Megaro got the impression Caballero and Estolano enjoyed meeting some of the Californians who have bettered their lives by participating in ANR programs.
“I think they both knew us mostly for our rural agricultural work, but this tour really showed them how we're active and present in urban communities to effect change and how we partner with community-based organizations to further our reach.” Megaro said. “We also talked about how the sites we visited were just one example of the programs and services we provide throughout the state, and how we are looking to increase resources so we can build out our programs to serve more people.”
“I thought you all might enjoy this bit of good news from Humboldt County. Yesterday reminded me of the important role we at UCCE can play in these types of local issues,” wrote Lenya Quinn-Davidson, UCCE area fire advisor in Humboldt County.
Concerned about habitat loss and fuel buildup on private lands in Humboldt County, Quinn-Davidson and Jeff Stackhouse, UCCE livestock and natural resources advisor, recently formed a Prescribed Burn Association.
Thanks to Senate Bill 1260, which was signed into law last year, air districts are receiving grants from the California Air Resources Board to support local prescribed fire programs.
Stackhouse and Quinn-Davidson attended the North Coast Unified Air Quality Management District Board meeting Sept. 18 in Weaverville to suggest their district subsidize the air quality permit fees for prescribed burners.
“Our district has decided to use some of these grant funds to subsidize air quality permit fees for prescribed burners in the district. This is welcome news to those of us with the PBA who have been working for the last year to alleviate air quality permit fees, which can be $250 to $1250 for bigger projects. For our PBA burns, air quality permit fees are one of our biggest project costs, and now those fees will be waived.”

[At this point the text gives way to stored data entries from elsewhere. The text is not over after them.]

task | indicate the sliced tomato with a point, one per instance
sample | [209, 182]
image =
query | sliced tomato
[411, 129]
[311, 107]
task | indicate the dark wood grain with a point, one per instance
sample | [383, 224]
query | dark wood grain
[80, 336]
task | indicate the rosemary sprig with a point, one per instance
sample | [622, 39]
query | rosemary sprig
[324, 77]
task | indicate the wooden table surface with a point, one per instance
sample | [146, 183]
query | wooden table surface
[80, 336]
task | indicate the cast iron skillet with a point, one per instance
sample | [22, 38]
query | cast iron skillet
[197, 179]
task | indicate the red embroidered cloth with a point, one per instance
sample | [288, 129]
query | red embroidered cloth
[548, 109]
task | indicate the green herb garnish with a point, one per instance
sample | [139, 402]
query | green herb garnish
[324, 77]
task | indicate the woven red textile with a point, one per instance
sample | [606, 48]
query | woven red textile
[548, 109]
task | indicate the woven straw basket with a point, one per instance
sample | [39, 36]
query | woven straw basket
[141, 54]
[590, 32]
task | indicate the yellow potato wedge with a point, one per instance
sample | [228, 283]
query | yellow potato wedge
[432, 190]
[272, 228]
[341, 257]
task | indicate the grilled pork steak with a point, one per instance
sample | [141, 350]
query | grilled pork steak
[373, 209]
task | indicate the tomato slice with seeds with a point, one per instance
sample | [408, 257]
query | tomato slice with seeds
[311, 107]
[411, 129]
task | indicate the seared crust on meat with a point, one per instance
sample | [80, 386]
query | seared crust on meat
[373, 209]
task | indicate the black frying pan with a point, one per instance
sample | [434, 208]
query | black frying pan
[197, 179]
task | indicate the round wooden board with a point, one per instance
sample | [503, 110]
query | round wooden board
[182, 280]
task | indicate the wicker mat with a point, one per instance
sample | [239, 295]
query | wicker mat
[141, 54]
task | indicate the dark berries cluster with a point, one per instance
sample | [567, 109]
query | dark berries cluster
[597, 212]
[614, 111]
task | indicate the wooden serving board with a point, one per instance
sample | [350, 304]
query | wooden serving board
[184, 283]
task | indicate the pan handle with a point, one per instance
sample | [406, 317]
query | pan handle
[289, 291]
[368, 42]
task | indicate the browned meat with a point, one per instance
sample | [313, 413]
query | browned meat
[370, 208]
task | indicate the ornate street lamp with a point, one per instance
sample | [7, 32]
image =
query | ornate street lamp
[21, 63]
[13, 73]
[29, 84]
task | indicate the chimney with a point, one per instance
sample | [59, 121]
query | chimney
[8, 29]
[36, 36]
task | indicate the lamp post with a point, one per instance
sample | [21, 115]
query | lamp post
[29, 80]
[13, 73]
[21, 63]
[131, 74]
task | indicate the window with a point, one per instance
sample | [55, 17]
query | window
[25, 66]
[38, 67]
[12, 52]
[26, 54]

The air board's original plan was to subsidize projects with a focus on wildfire risk reduction. At the meeting, she and Stackhouse encouraged them to broaden the scope and include all projects that have a public benefit, including burns focused on habitat restoration, range improvement, forest improvement, cultural resources, etc., in addition to fuels reduction.
“We suggested that they tie the subsidy program to Public Resources Code 4475, which was amended through SB1260 to include an expanded definition of ‘public benefit burning.' They accepted our suggestion and amended the rule to reflect this broader suite of project types, which covers most of the great burning we're all doing in the North Coast: oak woodland restoration, medusahead/starthistle/blackberry control, coyote brush/coastal rangeland/prairie burning, understory fuels reduction, etc. With this cost relieved, we can start thinking about planning more projects and bigger projects! Yesterday, a 300-acre burn would have cost $1,250 (permit) + $65 (smoke management plan). As of today, those costs will be $0.”

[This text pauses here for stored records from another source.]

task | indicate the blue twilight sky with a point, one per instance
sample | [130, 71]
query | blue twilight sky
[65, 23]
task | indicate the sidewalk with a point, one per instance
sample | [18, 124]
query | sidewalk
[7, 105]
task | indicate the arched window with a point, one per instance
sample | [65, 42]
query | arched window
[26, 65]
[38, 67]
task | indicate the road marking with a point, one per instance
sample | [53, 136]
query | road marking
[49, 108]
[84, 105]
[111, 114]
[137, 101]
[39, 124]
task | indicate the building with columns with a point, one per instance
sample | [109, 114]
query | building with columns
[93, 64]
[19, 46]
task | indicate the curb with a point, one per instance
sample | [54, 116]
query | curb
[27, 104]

The district's proposal also recommended excluding federal agencies and timber companies from the subsidy program, but Quinn-Davidson and Stackhouse asserted that any entity doing work that benefits the public should have equal access to the subsidy. In response, the Board voted to expand the program to include federal agencies and timber companies.

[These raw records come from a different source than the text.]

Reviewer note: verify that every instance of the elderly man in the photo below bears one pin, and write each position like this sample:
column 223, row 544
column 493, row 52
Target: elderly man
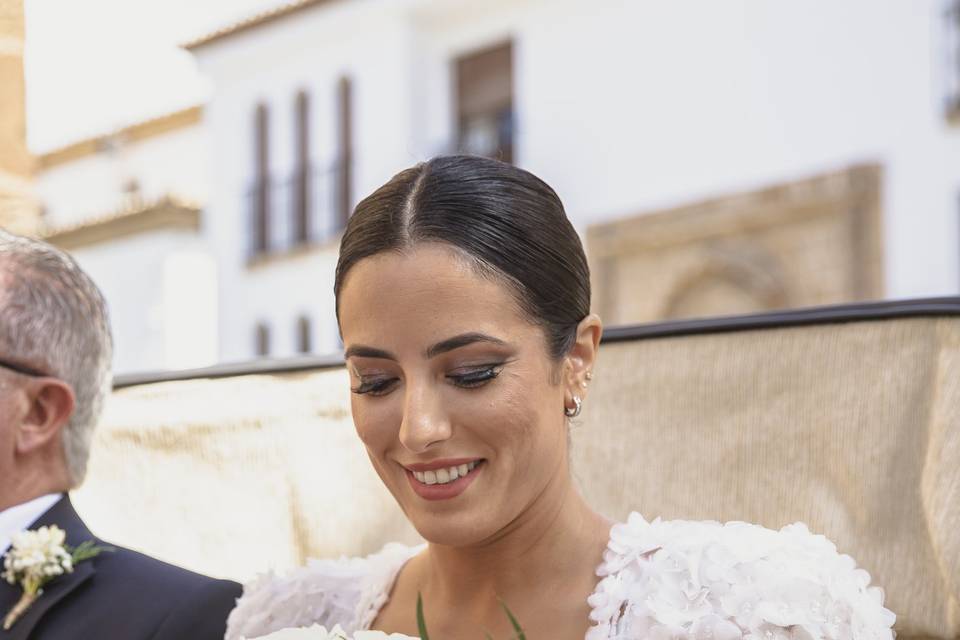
column 55, row 354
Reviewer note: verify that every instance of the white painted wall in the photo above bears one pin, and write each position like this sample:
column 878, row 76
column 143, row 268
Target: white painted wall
column 624, row 107
column 160, row 288
column 173, row 163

“Based on what air district staff said at the meeting, it sounded like this would save landowners about $14,000 to $18,000 per year in fees district-wide. I think it'll be even more than that in the coming years, with all the interest we have in prescribed fire,” Quinn-Davidson said.
“We're still working with the district to think about longer term solutions to their fee structure, but in the meantime, this is a fabulous step in the right direction!” Quinn-Davidson said.